Architecture shares something with testing in that resources are limited so effort is best directed toward maximising risk reduction.
The amount of ‘architecture’ in a solution should also reflect the risk associated with a project. For example the sample solution I’m creating carries almost no risk apart from my pride so a light touch is warranted.
However in a real solution what are the major risks? Where should we concentrate our efforts? Below are some of the common risks associated with business intelligence projects:
- Unclean data e.g. Key pathologies – see later post.
- Unreliable sources – how are failed connections, retries and duplicates handled?
- Data volumes – what are the expected peak volumes? What will happen if these peaks are exceeded?
- Latency requirements – can data be supplied to users fast enough? What is the business cost of delays?

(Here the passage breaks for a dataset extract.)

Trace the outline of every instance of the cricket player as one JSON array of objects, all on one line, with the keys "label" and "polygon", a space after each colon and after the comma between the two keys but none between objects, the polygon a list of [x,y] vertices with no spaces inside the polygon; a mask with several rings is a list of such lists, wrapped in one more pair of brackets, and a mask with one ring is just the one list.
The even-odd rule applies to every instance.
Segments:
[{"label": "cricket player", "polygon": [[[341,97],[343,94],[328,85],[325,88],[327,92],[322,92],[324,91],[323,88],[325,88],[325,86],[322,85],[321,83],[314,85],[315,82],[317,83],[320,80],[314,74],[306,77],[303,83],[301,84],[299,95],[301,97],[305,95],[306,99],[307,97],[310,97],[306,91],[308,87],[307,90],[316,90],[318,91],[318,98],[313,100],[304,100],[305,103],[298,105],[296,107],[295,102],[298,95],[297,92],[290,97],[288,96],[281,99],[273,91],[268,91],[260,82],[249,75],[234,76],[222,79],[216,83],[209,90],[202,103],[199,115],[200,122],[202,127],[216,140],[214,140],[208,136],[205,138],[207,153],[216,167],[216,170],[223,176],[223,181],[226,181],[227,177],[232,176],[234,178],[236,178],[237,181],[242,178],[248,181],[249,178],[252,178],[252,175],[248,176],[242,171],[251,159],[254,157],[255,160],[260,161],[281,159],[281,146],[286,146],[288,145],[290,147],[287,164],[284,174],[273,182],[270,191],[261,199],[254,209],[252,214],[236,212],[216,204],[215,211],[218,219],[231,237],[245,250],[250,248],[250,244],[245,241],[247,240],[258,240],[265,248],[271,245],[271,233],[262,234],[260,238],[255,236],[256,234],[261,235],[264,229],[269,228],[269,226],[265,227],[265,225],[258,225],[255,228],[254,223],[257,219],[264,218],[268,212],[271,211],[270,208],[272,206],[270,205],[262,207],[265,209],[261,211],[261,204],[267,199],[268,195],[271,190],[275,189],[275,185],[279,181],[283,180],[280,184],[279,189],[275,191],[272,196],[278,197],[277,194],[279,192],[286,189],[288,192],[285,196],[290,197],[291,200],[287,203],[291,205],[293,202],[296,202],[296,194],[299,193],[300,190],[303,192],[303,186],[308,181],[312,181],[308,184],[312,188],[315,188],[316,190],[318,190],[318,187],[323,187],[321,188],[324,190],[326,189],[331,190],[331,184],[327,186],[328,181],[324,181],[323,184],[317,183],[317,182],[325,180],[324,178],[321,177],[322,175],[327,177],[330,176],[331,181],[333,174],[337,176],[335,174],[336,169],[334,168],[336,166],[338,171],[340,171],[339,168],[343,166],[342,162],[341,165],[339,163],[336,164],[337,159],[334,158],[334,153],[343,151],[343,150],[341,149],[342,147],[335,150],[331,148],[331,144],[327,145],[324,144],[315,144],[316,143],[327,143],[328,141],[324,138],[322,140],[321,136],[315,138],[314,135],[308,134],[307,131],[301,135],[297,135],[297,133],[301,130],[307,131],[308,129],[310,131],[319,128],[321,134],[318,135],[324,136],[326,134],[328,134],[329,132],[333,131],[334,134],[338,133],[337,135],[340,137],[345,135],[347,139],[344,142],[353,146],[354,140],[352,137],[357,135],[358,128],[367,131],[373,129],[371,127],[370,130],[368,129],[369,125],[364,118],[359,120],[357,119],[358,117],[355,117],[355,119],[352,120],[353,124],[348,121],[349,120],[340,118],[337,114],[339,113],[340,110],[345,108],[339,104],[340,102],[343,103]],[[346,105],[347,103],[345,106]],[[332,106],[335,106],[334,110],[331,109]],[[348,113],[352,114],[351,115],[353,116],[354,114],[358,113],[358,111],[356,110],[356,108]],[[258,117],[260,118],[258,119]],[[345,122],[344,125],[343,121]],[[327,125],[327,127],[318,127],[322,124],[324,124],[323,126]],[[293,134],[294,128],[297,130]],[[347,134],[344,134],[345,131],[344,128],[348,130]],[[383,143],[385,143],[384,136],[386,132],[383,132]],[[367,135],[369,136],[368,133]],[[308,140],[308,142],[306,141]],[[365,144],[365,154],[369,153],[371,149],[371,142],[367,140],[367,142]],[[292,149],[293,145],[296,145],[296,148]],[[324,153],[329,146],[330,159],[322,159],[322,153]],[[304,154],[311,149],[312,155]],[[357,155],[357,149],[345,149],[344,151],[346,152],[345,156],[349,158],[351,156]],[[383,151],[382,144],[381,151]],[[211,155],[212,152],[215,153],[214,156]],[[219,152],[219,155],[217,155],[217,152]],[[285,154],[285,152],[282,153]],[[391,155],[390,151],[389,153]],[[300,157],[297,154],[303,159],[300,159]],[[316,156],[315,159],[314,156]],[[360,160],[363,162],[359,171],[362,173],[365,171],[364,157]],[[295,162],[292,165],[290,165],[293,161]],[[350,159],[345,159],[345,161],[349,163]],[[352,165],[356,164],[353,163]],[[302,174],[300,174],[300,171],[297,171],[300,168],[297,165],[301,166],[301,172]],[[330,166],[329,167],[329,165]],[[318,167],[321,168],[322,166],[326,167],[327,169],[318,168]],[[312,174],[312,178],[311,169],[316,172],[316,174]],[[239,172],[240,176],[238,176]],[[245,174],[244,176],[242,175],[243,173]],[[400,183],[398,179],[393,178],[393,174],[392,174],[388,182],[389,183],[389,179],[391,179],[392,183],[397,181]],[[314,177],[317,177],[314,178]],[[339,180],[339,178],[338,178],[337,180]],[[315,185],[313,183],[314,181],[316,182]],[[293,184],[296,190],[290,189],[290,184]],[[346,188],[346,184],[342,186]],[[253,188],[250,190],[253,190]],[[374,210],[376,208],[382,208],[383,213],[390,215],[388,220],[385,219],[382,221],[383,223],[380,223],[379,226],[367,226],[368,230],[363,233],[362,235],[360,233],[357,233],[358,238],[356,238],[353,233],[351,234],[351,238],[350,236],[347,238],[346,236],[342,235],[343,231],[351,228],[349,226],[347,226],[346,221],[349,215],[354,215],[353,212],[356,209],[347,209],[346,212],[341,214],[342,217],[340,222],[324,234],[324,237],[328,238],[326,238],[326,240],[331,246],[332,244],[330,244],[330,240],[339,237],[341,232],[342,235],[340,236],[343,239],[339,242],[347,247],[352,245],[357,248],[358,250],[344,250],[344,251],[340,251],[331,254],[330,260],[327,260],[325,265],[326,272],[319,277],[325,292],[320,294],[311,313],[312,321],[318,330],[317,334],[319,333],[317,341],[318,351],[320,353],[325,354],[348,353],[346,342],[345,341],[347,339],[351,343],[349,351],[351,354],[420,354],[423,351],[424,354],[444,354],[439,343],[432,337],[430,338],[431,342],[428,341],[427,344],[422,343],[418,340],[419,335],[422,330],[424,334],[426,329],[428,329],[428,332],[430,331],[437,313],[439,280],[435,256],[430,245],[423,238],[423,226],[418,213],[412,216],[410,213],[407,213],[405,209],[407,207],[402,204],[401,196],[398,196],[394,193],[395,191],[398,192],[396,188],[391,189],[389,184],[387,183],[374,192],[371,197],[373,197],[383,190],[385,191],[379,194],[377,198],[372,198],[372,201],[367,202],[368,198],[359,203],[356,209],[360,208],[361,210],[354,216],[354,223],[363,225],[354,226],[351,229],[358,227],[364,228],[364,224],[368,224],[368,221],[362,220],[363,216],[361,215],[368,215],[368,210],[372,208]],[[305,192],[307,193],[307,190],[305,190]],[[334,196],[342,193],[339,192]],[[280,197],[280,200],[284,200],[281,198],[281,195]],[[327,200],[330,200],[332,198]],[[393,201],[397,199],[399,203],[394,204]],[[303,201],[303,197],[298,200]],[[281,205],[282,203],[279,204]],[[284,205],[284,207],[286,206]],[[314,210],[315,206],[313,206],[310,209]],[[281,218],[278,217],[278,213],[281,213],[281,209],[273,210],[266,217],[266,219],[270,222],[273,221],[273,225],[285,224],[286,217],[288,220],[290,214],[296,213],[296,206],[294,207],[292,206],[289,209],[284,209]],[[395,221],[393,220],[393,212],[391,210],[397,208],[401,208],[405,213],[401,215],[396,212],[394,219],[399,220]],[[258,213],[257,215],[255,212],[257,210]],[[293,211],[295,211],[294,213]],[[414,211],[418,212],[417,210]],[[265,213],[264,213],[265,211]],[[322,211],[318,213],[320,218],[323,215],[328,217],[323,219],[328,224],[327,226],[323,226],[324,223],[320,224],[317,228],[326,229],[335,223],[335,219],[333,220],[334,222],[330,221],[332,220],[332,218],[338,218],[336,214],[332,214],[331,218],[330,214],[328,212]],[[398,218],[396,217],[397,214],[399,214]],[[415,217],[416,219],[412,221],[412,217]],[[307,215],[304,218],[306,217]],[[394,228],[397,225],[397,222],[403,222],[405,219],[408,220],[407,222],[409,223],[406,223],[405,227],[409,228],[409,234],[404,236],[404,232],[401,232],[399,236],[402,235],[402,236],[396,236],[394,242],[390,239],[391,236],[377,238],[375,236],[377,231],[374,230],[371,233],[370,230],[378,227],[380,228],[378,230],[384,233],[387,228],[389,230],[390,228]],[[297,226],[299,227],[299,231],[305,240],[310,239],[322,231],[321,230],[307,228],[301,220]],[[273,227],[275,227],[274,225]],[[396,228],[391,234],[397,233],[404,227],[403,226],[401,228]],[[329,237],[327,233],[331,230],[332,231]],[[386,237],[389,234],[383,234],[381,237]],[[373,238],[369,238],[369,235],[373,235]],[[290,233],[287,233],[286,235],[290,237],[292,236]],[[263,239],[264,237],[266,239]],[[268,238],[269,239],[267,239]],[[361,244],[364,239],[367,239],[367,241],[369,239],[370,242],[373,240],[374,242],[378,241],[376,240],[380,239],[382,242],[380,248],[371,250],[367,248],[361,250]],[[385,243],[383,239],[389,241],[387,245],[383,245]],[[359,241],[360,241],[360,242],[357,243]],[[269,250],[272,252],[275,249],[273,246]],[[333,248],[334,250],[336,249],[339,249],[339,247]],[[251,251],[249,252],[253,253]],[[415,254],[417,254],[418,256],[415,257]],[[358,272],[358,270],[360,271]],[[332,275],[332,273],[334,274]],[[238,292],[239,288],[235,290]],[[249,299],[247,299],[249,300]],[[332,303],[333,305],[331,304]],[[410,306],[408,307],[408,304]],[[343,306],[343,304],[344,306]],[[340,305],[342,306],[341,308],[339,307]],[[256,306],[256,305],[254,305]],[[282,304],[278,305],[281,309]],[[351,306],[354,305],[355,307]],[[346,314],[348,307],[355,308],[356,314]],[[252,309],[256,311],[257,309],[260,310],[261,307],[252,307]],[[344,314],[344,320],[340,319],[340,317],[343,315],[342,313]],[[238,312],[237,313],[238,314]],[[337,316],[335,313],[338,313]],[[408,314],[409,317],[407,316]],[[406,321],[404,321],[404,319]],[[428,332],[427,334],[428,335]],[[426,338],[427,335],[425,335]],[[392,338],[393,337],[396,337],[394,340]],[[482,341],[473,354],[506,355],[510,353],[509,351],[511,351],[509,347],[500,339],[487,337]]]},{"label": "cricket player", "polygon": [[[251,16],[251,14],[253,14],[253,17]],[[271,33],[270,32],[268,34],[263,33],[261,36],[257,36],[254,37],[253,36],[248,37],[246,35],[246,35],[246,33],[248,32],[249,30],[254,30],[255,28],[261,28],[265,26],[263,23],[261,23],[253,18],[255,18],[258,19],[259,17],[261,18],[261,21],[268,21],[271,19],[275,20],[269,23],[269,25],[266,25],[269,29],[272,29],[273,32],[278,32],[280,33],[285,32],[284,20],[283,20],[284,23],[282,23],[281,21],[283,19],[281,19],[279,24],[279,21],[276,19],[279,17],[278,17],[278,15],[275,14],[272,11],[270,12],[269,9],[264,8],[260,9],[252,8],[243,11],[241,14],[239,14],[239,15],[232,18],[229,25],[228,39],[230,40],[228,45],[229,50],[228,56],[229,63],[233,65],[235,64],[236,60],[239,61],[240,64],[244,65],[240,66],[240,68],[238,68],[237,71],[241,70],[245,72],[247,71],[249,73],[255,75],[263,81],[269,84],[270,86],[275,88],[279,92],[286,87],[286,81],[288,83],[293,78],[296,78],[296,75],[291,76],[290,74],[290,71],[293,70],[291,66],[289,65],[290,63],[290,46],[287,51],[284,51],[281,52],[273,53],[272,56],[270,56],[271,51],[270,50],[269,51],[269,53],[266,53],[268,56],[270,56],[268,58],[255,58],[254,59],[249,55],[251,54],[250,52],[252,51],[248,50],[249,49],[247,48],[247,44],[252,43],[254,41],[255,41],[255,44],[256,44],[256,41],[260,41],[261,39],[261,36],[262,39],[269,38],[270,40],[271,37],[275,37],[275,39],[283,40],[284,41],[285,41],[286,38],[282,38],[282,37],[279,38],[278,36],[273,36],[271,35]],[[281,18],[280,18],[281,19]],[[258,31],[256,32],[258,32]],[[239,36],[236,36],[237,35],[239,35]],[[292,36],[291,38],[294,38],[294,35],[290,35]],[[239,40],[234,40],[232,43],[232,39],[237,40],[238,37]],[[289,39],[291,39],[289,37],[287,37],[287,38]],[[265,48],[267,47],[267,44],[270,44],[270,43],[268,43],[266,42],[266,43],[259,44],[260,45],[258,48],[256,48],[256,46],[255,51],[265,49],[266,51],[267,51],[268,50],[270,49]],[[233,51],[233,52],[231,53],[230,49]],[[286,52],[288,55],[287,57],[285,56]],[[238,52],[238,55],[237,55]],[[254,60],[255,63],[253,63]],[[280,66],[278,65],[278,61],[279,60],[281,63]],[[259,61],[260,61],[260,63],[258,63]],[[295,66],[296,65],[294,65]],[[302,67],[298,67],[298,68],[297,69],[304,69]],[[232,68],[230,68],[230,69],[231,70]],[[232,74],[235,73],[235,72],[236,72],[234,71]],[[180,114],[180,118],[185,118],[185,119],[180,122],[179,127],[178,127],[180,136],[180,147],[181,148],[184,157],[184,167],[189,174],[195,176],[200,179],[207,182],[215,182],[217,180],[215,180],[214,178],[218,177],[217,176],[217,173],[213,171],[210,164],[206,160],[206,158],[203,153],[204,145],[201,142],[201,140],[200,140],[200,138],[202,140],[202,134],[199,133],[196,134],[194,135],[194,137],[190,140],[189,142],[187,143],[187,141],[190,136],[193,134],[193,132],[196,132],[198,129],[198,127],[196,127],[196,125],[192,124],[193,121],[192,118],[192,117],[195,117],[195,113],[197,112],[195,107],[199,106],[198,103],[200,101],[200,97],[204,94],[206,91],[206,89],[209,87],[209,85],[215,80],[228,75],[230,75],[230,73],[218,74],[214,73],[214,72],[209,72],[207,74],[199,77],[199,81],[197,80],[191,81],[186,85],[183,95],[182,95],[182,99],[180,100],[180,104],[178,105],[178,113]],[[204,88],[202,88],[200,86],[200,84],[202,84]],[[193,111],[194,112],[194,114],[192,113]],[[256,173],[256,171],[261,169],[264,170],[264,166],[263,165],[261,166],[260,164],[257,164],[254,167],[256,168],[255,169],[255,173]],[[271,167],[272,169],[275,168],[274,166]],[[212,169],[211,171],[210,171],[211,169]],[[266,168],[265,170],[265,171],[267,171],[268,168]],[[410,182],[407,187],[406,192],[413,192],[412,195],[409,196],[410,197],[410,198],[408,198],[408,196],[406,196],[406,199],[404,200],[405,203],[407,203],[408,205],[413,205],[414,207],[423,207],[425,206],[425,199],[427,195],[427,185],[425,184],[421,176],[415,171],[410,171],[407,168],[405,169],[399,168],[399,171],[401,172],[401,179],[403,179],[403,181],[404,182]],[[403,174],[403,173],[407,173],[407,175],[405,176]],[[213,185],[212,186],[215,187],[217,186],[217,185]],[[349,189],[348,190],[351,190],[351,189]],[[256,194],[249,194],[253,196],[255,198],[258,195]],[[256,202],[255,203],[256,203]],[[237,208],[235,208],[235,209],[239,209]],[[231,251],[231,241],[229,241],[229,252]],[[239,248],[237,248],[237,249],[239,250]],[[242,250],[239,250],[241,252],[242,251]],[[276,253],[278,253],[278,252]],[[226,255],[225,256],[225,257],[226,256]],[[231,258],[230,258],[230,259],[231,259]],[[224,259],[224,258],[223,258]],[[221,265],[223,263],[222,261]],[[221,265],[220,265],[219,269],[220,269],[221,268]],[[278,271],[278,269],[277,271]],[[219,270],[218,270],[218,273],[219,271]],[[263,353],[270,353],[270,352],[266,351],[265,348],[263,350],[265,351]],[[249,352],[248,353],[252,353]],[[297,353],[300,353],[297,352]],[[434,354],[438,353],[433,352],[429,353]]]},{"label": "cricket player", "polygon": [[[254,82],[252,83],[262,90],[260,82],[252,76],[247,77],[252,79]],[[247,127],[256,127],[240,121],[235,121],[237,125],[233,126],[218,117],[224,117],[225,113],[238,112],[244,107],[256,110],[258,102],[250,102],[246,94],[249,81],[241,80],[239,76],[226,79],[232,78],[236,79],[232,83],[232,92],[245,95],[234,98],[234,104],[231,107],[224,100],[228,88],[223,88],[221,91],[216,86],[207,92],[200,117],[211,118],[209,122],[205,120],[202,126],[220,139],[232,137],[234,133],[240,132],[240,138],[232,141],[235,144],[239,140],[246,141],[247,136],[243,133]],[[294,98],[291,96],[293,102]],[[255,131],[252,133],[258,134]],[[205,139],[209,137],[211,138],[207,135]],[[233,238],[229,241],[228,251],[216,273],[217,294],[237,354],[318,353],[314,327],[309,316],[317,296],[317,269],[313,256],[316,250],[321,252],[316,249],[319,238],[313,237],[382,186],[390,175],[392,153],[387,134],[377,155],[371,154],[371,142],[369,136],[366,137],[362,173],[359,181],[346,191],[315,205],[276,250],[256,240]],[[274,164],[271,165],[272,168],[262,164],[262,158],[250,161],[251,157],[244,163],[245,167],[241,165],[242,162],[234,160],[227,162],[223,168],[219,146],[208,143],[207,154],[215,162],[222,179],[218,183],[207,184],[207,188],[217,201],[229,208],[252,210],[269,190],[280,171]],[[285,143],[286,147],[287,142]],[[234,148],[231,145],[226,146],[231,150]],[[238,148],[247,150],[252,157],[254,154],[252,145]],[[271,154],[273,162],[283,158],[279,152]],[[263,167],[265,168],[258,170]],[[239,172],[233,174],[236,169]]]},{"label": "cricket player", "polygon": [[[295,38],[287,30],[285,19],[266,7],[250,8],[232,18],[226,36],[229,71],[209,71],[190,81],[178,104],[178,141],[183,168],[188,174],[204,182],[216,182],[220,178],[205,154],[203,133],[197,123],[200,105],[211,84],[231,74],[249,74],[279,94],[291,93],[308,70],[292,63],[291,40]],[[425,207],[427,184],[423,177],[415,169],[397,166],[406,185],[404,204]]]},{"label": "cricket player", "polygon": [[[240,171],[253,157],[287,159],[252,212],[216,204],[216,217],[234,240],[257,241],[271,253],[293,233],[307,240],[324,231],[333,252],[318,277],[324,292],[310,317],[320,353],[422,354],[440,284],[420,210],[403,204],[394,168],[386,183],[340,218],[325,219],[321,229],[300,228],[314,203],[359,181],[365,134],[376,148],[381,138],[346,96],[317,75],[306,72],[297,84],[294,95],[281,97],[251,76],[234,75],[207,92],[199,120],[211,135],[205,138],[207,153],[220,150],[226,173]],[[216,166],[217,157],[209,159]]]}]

- Testability – how testable is the solution? How long can you keep going before technical debt catches up with you?
- History and archive – in my experience most source systems don’t keep a full fidelity history so it ends up being the data warehouse’s responsibility.
- Staying agile – unfortunately many problems with business intelligence solutions are due to an inability to change things; once users, reports, spread-sheets, and ETL code depend on data warehouse schemas or cube designs the whole thing becomes very difficult to change.
- Disaster recovery – what happens when your server dies? Network fails? Data centre fails?
- Scalability – what are your expected user loads? what happens if they are exceeded? are there any events that could cause your user load to be drastically exceeded?
- Usability – how will your users interact with the system? how much training will they need? what if they need help? how can you make the solution easier to use?
“Agile architecture is the art of constraining a solution in order to optimise competing stakeholder concerns whilst maximising the number of options for future design decisions.” – James Snape (just now)
So to be agile lets just concentrate on the risks and try to not be too prescriptive over the final solution. Everything else can generally be quickly changed if it doesn’t work out.
Hi James,
Just a quick thought here. I agree that “unfortunately many problems with business intelligence solutions are due to an inability to change things; once users, reports, spread-sheets, and ETL code depend on data warehouse schemas or cube designs the whole thing becomes very difficult to change”. Do you think that that problem can be mitigated (tho definitely not solved) with a layer of views between the data warehouse and those end-user reporting tools that you mentioned?
Regards
Jamie Thomson
LikeLike
Hi Jamie, I do agree – in this post: https://snape.me/2013/04/19/mental-health-functional-architecture/ I talk about setting up firewalls in your architecture.
Views and stored procedures are great tools to use – in fact there are two places where I think they are essential 1) between the database and data mart (SSAS) and 2) anywhere an ETL process reads data. These two let you do a lot of refactoring in SSDT without breaking stuff.
The harder problem is report and client tools depending on cube models – I haven’t found a good way of abstracting away that interface yet. Unfortunately it’s more of an issue since the dimensional model is your interface with the business and changes can’t be kept in the team.